Interior of Ifield Mill, Crawley, 1985
 This shows a pit wheel with wooden teeth working with an iron wallower – this displays how wooden and iron parts of the mill could work in tangent

Both the spur wheel and the crown wheel would turn faster than the pitwheel so a narrower grained wood would be used for the teeth, such as beach or applewood. Some parts of a watermill would have continued to contain wooden cogs in its gearing even as cast iron became more available.

Most waterwheels were constructed entirely of wood to begin with, with the rim crafted of oak and the paddles of elm. They were produced in two different styles. One style was the compass arm which was known to have a weak axle due to the way it was constructed. The other, and the more favoured style by the millwright, was the clasp arm. On this wheel the arms crossed from rim to rim, two pairs on each side, each pair clasping or fitting tight up to the sides of the axle tree. Later on, the construction of waterwheels featured both wood and cast iron, this was likely to reduce costs for the miller whilst offering them a more balanced wheel. 

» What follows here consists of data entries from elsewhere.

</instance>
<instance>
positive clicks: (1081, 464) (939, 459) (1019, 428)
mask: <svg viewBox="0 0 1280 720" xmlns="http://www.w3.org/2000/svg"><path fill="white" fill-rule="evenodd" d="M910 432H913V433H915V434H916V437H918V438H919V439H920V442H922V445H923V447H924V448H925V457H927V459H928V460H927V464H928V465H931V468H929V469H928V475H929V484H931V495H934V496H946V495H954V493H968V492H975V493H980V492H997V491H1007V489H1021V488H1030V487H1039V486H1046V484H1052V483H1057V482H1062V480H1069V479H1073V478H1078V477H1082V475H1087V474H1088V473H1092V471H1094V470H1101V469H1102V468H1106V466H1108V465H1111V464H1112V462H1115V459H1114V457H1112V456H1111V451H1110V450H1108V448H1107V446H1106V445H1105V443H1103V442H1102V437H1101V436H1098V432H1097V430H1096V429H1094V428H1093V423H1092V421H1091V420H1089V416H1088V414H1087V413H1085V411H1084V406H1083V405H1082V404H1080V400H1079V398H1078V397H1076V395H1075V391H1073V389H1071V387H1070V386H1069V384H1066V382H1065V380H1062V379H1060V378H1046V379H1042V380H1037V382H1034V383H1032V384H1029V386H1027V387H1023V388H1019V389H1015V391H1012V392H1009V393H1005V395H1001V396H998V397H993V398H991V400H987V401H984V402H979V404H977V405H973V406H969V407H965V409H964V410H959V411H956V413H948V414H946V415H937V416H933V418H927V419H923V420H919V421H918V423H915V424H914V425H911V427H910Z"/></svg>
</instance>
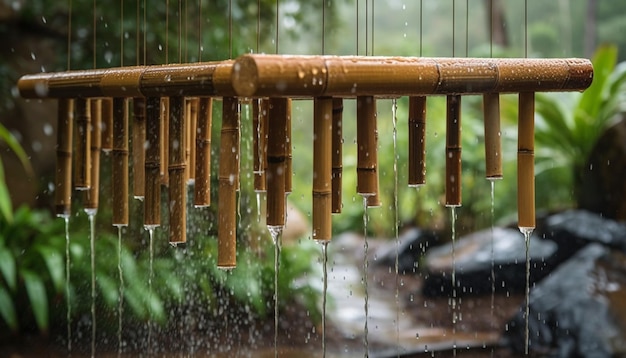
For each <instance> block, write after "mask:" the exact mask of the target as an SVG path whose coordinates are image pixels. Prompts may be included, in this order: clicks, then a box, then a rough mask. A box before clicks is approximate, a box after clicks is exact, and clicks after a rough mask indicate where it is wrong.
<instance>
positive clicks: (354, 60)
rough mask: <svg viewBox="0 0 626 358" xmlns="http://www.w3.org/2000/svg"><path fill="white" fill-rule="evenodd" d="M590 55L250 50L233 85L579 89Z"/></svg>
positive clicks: (483, 90)
mask: <svg viewBox="0 0 626 358" xmlns="http://www.w3.org/2000/svg"><path fill="white" fill-rule="evenodd" d="M592 78H593V67H592V65H591V62H590V61H589V60H586V59H577V58H568V59H527V58H524V59H508V58H507V59H493V58H423V57H422V58H417V57H374V56H366V57H362V56H361V57H359V56H286V55H259V54H246V55H243V56H241V57H239V58H238V59H237V60H236V61H235V64H234V66H233V71H232V86H233V88H234V89H235V91H236V92H237V94H238V95H240V96H244V97H263V96H273V97H319V96H341V97H354V96H401V95H433V94H440V95H449V94H478V93H490V92H520V91H542V92H544V91H580V90H583V89H585V88H587V87H589V85H590V84H591V81H592Z"/></svg>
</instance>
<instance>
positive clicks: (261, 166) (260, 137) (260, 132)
mask: <svg viewBox="0 0 626 358" xmlns="http://www.w3.org/2000/svg"><path fill="white" fill-rule="evenodd" d="M268 105H269V101H267V100H266V99H263V98H259V99H257V100H253V101H252V132H253V138H252V142H253V148H254V191H256V192H264V191H265V168H266V167H267V161H266V159H267V119H268V111H269V108H268Z"/></svg>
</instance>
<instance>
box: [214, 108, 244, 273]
mask: <svg viewBox="0 0 626 358" xmlns="http://www.w3.org/2000/svg"><path fill="white" fill-rule="evenodd" d="M239 121H240V117H239V101H238V100H237V98H234V97H224V98H223V100H222V130H221V133H220V134H221V139H220V140H221V145H220V166H219V177H218V182H219V188H218V190H219V193H218V194H219V201H218V227H217V242H218V251H217V266H218V267H221V268H234V267H235V266H236V265H237V202H236V201H237V200H236V199H237V186H238V184H237V183H238V182H239V129H240V127H239Z"/></svg>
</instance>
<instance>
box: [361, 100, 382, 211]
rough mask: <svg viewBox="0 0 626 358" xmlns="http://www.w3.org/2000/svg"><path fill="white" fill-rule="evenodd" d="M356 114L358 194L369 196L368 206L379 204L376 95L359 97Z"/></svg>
mask: <svg viewBox="0 0 626 358" xmlns="http://www.w3.org/2000/svg"><path fill="white" fill-rule="evenodd" d="M356 116H357V123H356V131H357V137H356V142H357V167H356V170H357V188H356V189H357V194H360V195H362V196H364V197H366V198H367V205H368V206H378V205H379V204H380V203H379V201H378V131H377V129H376V100H375V99H374V97H371V96H360V97H357V99H356Z"/></svg>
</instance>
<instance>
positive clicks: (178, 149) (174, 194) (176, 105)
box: [168, 96, 187, 245]
mask: <svg viewBox="0 0 626 358" xmlns="http://www.w3.org/2000/svg"><path fill="white" fill-rule="evenodd" d="M169 119H170V120H169V128H168V130H169V161H168V163H169V164H168V172H169V211H170V212H169V214H170V215H169V218H170V220H169V223H170V229H169V241H170V243H172V244H174V245H176V244H179V243H184V242H186V241H187V230H186V220H187V215H186V211H187V205H186V203H187V191H186V188H187V185H186V180H185V179H186V178H185V171H186V167H187V163H186V162H185V99H184V97H181V96H173V97H170V112H169Z"/></svg>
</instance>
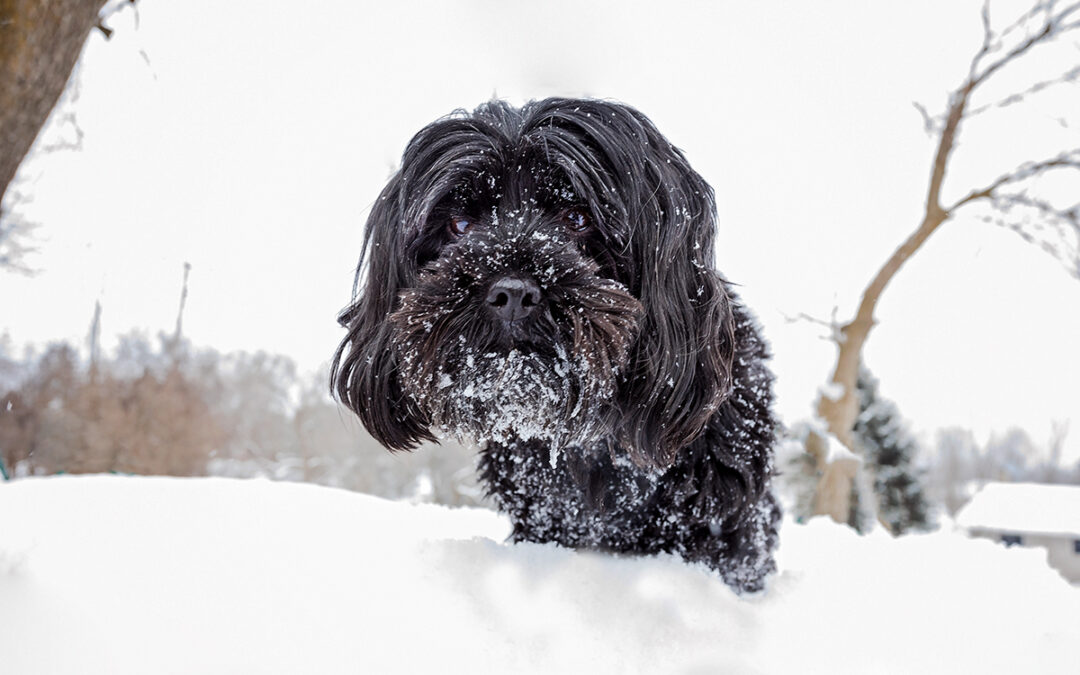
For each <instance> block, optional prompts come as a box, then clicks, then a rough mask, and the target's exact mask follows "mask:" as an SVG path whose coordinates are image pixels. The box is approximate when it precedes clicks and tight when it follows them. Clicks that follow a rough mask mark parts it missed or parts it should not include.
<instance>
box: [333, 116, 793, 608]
mask: <svg viewBox="0 0 1080 675" xmlns="http://www.w3.org/2000/svg"><path fill="white" fill-rule="evenodd" d="M568 214H569V215H568ZM715 214H716V206H715V202H714V195H713V190H712V188H711V187H710V186H708V185H707V184H706V183H705V181H704V180H703V179H702V178H701V176H700V175H698V174H697V173H696V172H694V171H693V170H692V168H691V167H690V165H689V164H688V162H687V161H686V159H685V157H684V156H683V153H681V152H680V151H679V150H678V149H676V148H674V147H673V146H672V145H671V144H670V143H669V141H667V140H666V139H665V138H664V137H663V136H662V135H661V134H660V132H658V131H657V129H656V127H654V126H653V125H652V123H651V122H650V121H649V120H648V119H647V118H646V117H645V116H643V114H642V113H640V112H638V111H636V110H634V109H633V108H630V107H627V106H624V105H620V104H615V103H609V102H603V100H593V99H562V98H551V99H545V100H540V102H532V103H529V104H527V105H525V106H524V107H522V108H515V107H512V106H510V105H508V104H505V103H502V102H498V100H496V102H490V103H488V104H485V105H482V106H481V107H480V108H477V109H476V110H475V111H473V112H464V111H459V112H456V113H454V114H451V116H449V117H447V118H444V119H442V120H438V121H436V122H434V123H432V124H430V125H429V126H427V127H426V129H423V130H421V131H420V132H419V133H418V134H417V135H416V136H415V137H414V138H413V140H411V141H410V143H409V145H408V147H407V148H406V150H405V154H404V157H403V161H402V167H401V170H400V171H399V172H397V173H396V174H395V175H394V176H393V177H392V178H391V179H390V183H389V185H387V187H386V188H384V189H383V191H382V193H381V194H380V195H379V198H378V201H377V202H376V204H375V206H374V207H373V210H372V213H370V216H369V217H368V221H367V229H366V235H365V243H364V252H363V255H362V258H361V266H360V268H359V269H357V285H359V293H356V294H355V297H354V301H353V302H352V305H351V306H350V307H349V308H347V309H346V310H345V311H343V312H342V313H341V314H340V316H339V321H340V323H341V324H342V325H343V326H346V327H347V328H348V335H347V336H346V338H345V340H343V341H342V342H341V346H340V347H339V348H338V350H337V352H336V354H335V357H334V363H333V374H332V387H333V389H334V391H335V392H336V394H337V396H338V397H339V399H340V400H341V401H342V402H343V403H345V404H346V405H348V406H349V407H350V408H351V409H352V410H354V411H355V413H356V414H357V415H359V416H360V418H361V420H363V422H364V424H365V427H366V428H367V429H368V431H369V432H370V433H372V434H373V435H374V436H375V437H376V438H377V440H379V441H380V442H381V443H382V444H383V445H386V446H387V447H388V448H390V449H392V450H402V449H410V448H413V447H415V446H416V445H417V444H419V443H420V442H422V441H430V440H435V437H436V436H444V435H458V436H461V437H467V438H471V440H473V441H475V442H477V443H478V444H480V446H481V447H482V449H481V456H480V472H481V477H482V478H483V481H484V483H485V484H486V487H487V489H488V491H489V494H490V496H491V497H492V498H494V500H495V502H496V504H497V505H498V507H499V508H500V509H502V510H503V511H504V512H507V513H508V514H509V515H510V517H511V518H512V521H513V523H514V532H513V539H514V540H515V541H539V542H545V541H555V542H558V543H561V544H563V545H567V546H575V548H593V549H602V550H607V551H615V552H632V553H656V552H674V553H678V554H679V555H681V556H683V557H684V558H686V559H688V561H691V562H702V563H705V564H706V565H708V566H710V567H712V568H714V569H716V570H717V571H719V573H720V575H721V576H723V578H724V579H725V581H726V582H727V583H729V584H730V585H731V586H732V588H734V589H735V590H739V591H755V590H759V589H760V588H761V586H762V583H764V579H765V577H766V576H767V575H768V573H769V572H771V571H773V569H774V567H775V566H774V563H773V559H772V550H773V549H774V546H775V543H777V524H778V521H779V517H780V512H779V509H778V507H777V503H775V500H774V498H773V496H772V492H771V489H770V480H771V472H772V447H773V444H774V429H775V420H774V418H773V415H772V410H771V395H772V394H771V388H772V375H771V374H770V372H769V369H768V368H767V366H766V365H765V361H766V360H767V359H768V354H767V348H766V346H765V343H764V342H762V340H761V339H760V337H759V336H758V330H757V328H756V326H755V322H754V321H753V319H752V318H751V316H750V315H748V313H747V311H746V310H745V309H744V308H743V307H742V306H741V305H740V303H739V301H738V298H737V297H735V296H734V294H733V293H732V291H731V288H730V286H729V284H728V283H727V282H725V280H724V279H723V278H721V276H720V275H719V273H718V272H717V271H716V270H715V267H714V261H713V259H714V234H715V229H716V215H715ZM582 216H583V220H584V222H585V227H573V226H579V225H581V222H582ZM455 222H457V224H458V225H459V226H460V225H461V224H467V225H468V226H469V227H468V231H465V232H464V233H463V234H458V233H456V232H455V231H454V227H451V225H453V224H455ZM459 229H460V228H459ZM508 276H509V278H513V279H528V280H531V281H534V282H535V283H536V284H537V286H538V287H539V289H540V292H541V294H542V301H541V305H540V306H539V307H538V308H537V310H536V311H534V312H532V313H531V314H530V315H529V316H528V318H527V319H526V320H522V321H519V322H515V323H513V324H508V323H505V322H502V321H499V320H498V318H496V316H494V315H492V313H491V311H490V308H489V307H487V305H486V302H485V297H486V295H487V293H488V289H489V288H490V287H491V285H492V283H495V282H496V281H497V280H499V279H504V278H508Z"/></svg>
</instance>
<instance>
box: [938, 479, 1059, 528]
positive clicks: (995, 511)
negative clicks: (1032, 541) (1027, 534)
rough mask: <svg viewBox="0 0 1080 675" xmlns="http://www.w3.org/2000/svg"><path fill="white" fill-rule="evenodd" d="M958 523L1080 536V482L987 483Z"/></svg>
mask: <svg viewBox="0 0 1080 675" xmlns="http://www.w3.org/2000/svg"><path fill="white" fill-rule="evenodd" d="M957 524H958V525H960V526H961V527H964V528H967V529H990V530H998V531H1005V532H1008V531H1012V532H1017V534H1018V532H1038V534H1043V535H1058V536H1066V537H1068V536H1074V537H1077V538H1080V486H1076V485H1042V484H1037V483H987V484H986V485H985V486H983V488H982V489H981V490H978V491H977V492H975V495H974V496H973V497H972V498H971V501H970V502H968V504H967V505H966V507H964V508H963V509H961V510H960V513H959V515H957Z"/></svg>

Waterwheel at Deerbridge in Devon that features both wood and metal in its design
In all, wood was, and still is, significantly important for the making of mills and millwrighting. Traditional windmills heavily feature wood as part as their structure, gearing and sails. This piece offers a very brief and untechnical overview of the use of wood in millwrighting and the construction of mills. I have attempted to offer an insight into the features that would have been constructed using wood and which wood was likely used if known. Though the type of woods vary from mill to mill, the standard wood of choice in England tended to be English oak. If this wasn’t available then pitch-pine was considered the main alternative. Other wood suited different needs, such as ash or poplar for the brake shoes. Features of the watermill, such as the hurst frame, were traditionally crafted out of wood, and the gearing, such as the pit wheel and spur wheel, also featured wood. Waterwheels were constructed of wood until the ability to make cast iron parts or wheels was developed, even then a mix of both iron and wood could be used. Wooden cogs were also used in watermills, and likely in other mills too, due to the fact they were easier and cheaper to replace than those made of metal.